Extract file from tar home/

Wed Jun 9 18:13:17 UTC 2010

On Wed, 2010-06-09 at 00:39 -0430, Patrick O'Callaghan wrote:
> On Tue, 2010-06-08 at 21:55 -0500, Robert Nichols wrote:
> > There is no way other than linear search to find a file in a tar
> > archive, so tar always has to read** from the beginning of the archive
> > until it comes to a file you want.
> 
> IIRC for uncompressed tarballs this is not strictly the case. The layout
> is basically metadata-file-metadata-file-... so it's possible to seek
> over intermediate files in strides (as the metadata includes the file
> size).
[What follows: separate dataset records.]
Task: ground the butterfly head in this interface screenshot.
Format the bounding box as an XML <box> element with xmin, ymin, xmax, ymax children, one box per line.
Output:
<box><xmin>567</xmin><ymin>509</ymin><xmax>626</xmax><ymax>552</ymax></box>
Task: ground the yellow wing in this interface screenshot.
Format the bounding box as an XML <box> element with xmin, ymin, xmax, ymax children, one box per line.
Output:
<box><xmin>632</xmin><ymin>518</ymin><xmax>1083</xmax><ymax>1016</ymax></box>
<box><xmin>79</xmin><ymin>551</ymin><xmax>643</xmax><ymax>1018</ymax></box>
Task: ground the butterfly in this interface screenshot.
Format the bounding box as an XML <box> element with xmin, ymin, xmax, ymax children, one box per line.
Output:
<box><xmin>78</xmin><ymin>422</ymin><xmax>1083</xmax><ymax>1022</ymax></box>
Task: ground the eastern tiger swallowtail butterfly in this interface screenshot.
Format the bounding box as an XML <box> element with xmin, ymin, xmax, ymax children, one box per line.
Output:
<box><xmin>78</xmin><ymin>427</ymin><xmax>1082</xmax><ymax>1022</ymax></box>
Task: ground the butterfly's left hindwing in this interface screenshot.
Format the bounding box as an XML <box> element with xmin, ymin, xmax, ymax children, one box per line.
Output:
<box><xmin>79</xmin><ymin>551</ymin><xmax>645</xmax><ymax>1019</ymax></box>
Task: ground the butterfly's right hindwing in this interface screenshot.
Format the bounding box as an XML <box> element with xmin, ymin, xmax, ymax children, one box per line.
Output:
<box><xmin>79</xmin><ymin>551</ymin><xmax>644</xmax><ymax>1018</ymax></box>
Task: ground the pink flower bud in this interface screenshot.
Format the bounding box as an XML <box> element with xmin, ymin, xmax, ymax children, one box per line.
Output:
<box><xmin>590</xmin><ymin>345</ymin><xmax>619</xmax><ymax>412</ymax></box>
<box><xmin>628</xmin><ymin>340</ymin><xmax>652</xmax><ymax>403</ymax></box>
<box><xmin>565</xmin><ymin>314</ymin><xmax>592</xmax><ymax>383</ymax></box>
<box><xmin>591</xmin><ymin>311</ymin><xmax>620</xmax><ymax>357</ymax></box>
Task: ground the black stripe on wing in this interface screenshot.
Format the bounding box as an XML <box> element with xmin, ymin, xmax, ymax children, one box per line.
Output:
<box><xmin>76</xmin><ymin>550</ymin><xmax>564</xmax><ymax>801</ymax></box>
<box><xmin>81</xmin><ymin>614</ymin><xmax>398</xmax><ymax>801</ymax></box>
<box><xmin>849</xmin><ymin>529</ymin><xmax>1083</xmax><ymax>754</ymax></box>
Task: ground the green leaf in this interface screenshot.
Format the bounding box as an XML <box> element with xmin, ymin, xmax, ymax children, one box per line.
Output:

For compressed tarballs of course this won't work, which is what
> I was trying to say.
> 
> > Even after it has extracted everything you
> > asked for, tar will continue to the end of the archive looking for a
> > possible later version of one of the files you wanted, appended with a
> > --concatenate operation after the original archive was created.
> 
> A good point which I hadn't considered.

On further reflexion and a close reading of "info tar", we find the
following:

`--occurrence[=NUMBER]'
     This option can be used in conjunction with one of the subcommands
     `--delete', `--diff', `--extract' or `--list' when a list of files
     is given either on the command line or via `-T' option.

     This option instructs `tar' to process only the NUMBERth
     occurrence of each named file.  NUMBER defaults to 1, so

          tar -x -f archive.tar --occurrence filename

     will extract the first occurrence of the member `filename' from
     `archive.tar' and will terminate without scanning to the end of
     the archive.

So in case the under discussion (i.e. when there's no possibility of an
updated version of the target appearing later in the tarball), the best
approach would be:

tar xf tarball.tar.gz --ocurrence target

thus avoiding the unnecessary processing of the rest of the tarball.

poc